Mon Mar 19, 2012, 08:22 AM
Mar 2012

The public sources really don't know what motivated the attacks...and may never know. But that isn't going to stop anyone from reaching for an explanation, facile or complicated, to address their own needs.

And there are some serious needs for rationalizations at all sorts of levels.

The killings aren't an isolated event. The killings are connected to international and domestic politics, organizational control and morale of our forces in the field across it's multiple hierarchies, as well as a wide variety of foreign and domestic group identities (including ethnic, religious, veterans, etc).

Consequently there are going to be many stakeholders that drive many interpretations from many points of view.

Whatever 'truth' emerges about the killings, one thing we can expect is that the 'truth' will come in many versions.
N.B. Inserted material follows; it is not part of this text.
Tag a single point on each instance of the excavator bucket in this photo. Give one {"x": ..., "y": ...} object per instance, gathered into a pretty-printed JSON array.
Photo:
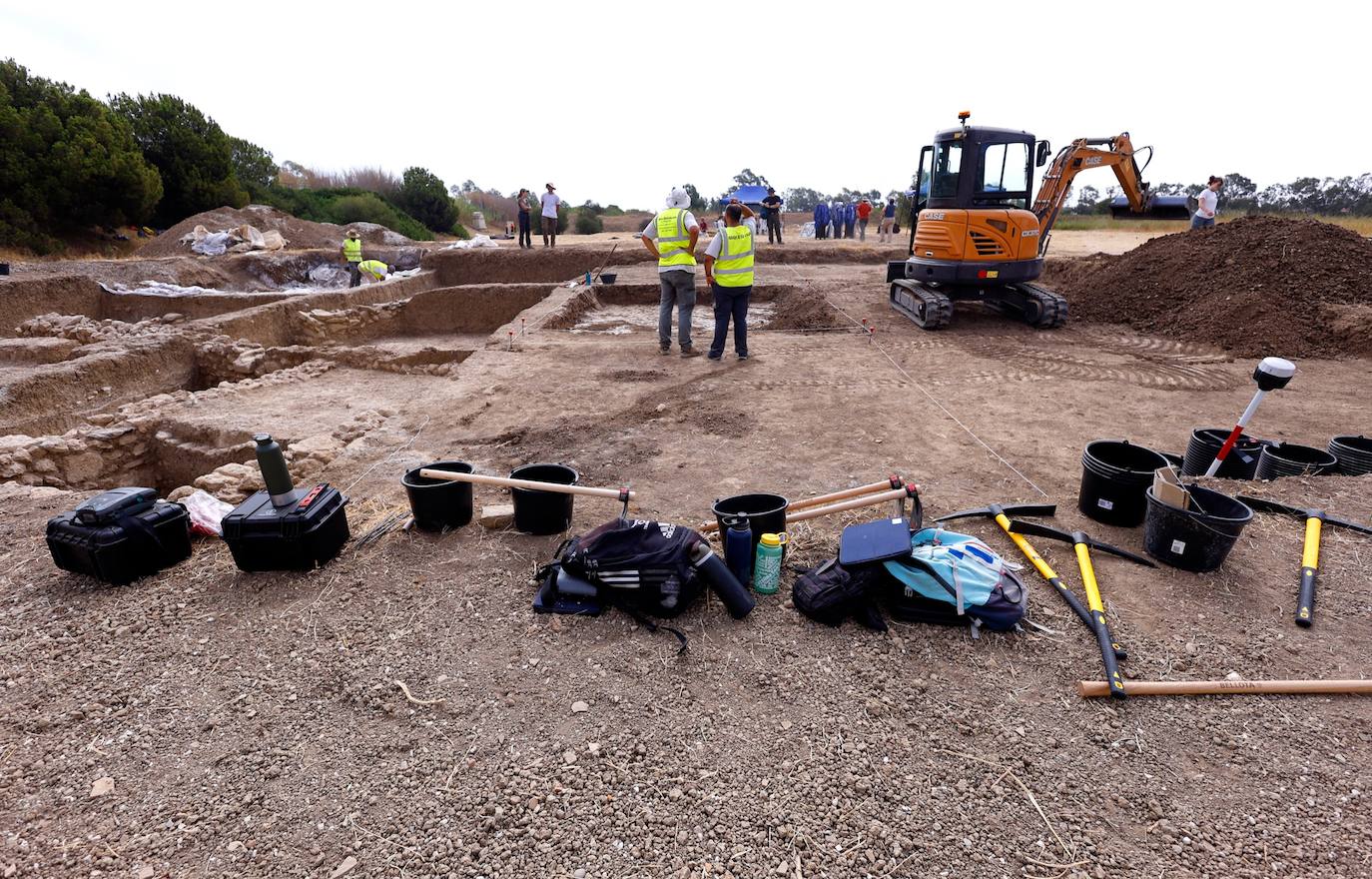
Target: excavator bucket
[{"x": 1158, "y": 208}]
Each of these versions will be produced under pressure to be reconciled with the perceived importance of the perspective of the person/group from which it emerges.

In that process, the cognitive motivators that swept across Sergeant Bales' brain aren't likely to get in the way of interpretative needs.

leveymg

(36,418 posts)
3. Thanks for that analysis. Wars are also justified by the same process of interest group identity
Mon Mar 19, 2012, 10:06 AM
Mar 2012

and pressure. It's so complex, it almost seems silly to talk about "truth" in the same context.